A pair of the studies compared glyco-metabolic outcomes among both those who did and did not achieve an HCV cure after DAA treatment. These papers found significant differences in glyco-metabolic control measures between these two groups, but it is possible that such differences were driven by variations in study participants’ adherence to their diabetes and hep C drug regimens. People who are more likely to stick with their DAA medications are probably more likely to do the same with their insulin and thus achieve benefits on both plains.

Eight papers provided information about changes in the use of diabetes medications. In seven of these studies, curing hep C was associated with the tapering of such treatments, including insulin and other hypoglycemic drugs.

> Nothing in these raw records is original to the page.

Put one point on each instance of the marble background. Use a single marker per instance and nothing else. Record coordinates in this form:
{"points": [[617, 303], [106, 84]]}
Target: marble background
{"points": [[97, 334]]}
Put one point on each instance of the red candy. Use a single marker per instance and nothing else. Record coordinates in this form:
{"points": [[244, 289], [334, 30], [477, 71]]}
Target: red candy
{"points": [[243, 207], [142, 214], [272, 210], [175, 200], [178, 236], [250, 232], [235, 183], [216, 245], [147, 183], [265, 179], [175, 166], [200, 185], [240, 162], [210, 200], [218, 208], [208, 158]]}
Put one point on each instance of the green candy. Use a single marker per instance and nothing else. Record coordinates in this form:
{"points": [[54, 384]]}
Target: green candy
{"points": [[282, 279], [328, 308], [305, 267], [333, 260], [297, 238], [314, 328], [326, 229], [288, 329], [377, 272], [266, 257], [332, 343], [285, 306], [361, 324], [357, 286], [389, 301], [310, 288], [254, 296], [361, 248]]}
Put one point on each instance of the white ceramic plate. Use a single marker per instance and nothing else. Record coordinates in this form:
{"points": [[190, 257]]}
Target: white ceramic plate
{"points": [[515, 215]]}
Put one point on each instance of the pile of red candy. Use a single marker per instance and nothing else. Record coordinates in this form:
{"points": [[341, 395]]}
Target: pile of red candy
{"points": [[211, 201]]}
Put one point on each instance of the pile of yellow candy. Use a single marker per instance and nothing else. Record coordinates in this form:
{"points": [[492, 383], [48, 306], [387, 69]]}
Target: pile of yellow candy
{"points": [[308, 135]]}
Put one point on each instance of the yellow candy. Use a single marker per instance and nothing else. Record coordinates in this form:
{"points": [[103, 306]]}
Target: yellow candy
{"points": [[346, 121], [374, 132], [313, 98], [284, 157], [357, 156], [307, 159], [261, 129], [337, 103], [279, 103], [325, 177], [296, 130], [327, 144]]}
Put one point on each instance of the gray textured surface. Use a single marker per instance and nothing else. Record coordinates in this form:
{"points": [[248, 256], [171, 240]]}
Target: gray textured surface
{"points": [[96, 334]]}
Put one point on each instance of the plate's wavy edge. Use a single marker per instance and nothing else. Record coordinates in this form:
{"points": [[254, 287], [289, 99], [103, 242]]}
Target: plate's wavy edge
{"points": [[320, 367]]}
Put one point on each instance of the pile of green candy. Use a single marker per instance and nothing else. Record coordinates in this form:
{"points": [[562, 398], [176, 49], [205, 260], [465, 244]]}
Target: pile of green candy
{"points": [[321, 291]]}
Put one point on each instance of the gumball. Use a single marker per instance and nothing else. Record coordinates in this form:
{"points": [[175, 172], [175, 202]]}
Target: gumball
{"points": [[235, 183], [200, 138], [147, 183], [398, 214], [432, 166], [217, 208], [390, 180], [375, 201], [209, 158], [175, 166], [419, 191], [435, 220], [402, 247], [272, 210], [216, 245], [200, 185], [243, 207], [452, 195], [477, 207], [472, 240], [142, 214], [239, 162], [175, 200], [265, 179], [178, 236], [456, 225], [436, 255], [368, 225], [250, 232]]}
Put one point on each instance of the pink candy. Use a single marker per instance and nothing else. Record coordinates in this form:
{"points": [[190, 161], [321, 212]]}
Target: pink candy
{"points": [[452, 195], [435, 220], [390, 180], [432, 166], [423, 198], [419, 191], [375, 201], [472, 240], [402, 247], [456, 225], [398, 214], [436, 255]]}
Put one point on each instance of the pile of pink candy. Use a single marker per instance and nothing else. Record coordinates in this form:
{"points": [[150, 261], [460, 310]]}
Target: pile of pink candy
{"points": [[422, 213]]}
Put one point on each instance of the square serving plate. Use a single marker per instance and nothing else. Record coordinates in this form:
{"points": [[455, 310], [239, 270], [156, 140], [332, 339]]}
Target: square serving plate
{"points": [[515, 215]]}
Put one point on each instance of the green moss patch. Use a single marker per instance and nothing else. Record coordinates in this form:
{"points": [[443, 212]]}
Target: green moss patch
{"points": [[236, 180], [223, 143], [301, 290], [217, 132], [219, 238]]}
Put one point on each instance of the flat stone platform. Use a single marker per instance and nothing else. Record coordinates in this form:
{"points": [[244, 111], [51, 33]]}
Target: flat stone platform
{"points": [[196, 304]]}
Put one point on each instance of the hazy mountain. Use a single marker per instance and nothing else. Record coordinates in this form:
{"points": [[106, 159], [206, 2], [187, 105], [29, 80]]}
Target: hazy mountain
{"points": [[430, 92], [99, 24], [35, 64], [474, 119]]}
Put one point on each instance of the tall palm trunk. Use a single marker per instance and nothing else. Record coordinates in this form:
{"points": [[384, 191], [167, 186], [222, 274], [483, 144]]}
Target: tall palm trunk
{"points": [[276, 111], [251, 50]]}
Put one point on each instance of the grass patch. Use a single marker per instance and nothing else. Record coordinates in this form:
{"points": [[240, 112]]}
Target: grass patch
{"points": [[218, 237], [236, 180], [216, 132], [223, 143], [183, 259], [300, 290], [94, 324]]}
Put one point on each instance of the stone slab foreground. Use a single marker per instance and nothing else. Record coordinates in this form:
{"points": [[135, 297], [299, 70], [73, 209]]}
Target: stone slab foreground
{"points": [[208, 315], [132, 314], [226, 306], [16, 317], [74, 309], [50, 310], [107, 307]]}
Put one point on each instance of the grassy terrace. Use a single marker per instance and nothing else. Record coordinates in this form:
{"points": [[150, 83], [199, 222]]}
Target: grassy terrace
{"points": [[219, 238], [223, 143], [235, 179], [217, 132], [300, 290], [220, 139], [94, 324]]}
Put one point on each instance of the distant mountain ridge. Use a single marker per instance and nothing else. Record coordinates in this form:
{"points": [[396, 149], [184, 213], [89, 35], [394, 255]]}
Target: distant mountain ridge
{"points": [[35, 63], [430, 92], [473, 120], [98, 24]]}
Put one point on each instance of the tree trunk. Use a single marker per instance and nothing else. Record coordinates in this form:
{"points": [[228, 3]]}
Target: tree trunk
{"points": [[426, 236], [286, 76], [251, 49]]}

Among 26 people in one study who had received a liver transplant and were taking diabetes treatment, 10 (38 percent) were able to stop their diabetes medication after getting their HCV cured.

Eight (73 percent) of the studies concluded that curing HCV was associated with an improvement in glyco-metabolic control, which means three studies saw no such benefit tied to beating the virus.

The study authors’ meta-analysis found that, in the five studies that provided suitable data, curing hep C was associated with an average decrease of 0.45 percent in HbA1c. (Changes in HbA1c varied considerably between studies.) This figure is just below the decrease of 0.5 percent considered clinically significant for people with diabetes and a reason to consider alterations to treatment for the condition.

As for changes in FPG in the four studies that provided the necessary data, the average decline was 22.03 milligrams per deciliters. (The results varied to an “extreme” extent between studies.)

This pair of findings about HbA1c and FPG improvements indicated that curing HCV does lead to significant glyco-metabolic control, one achieved regardless of the particular DAA regimen prescribed. However, the clinical significance of these shifts remains uncertain pending further research.

This paper’s findings are limited by the small number of papers included in the analysis as well as the considerable variations seen in the associations between HCV cure and average declines in HbA1c and FPG.

“Larger studies, with a more complete baseline assessment and a prolonged follow-up, are needed to appreciate fully the long-term implications and health outcomes of the endocrine [diabetes-related] benefits of [curing HCV],” the study authors concluded. “These findings serve also to indicate the necessity for a close monitoring of metabolic parameters in diabetic patients receiving DAAs, to guide the tapering of anti-diabetic drugs to avoid hypoglycemic [health] events.”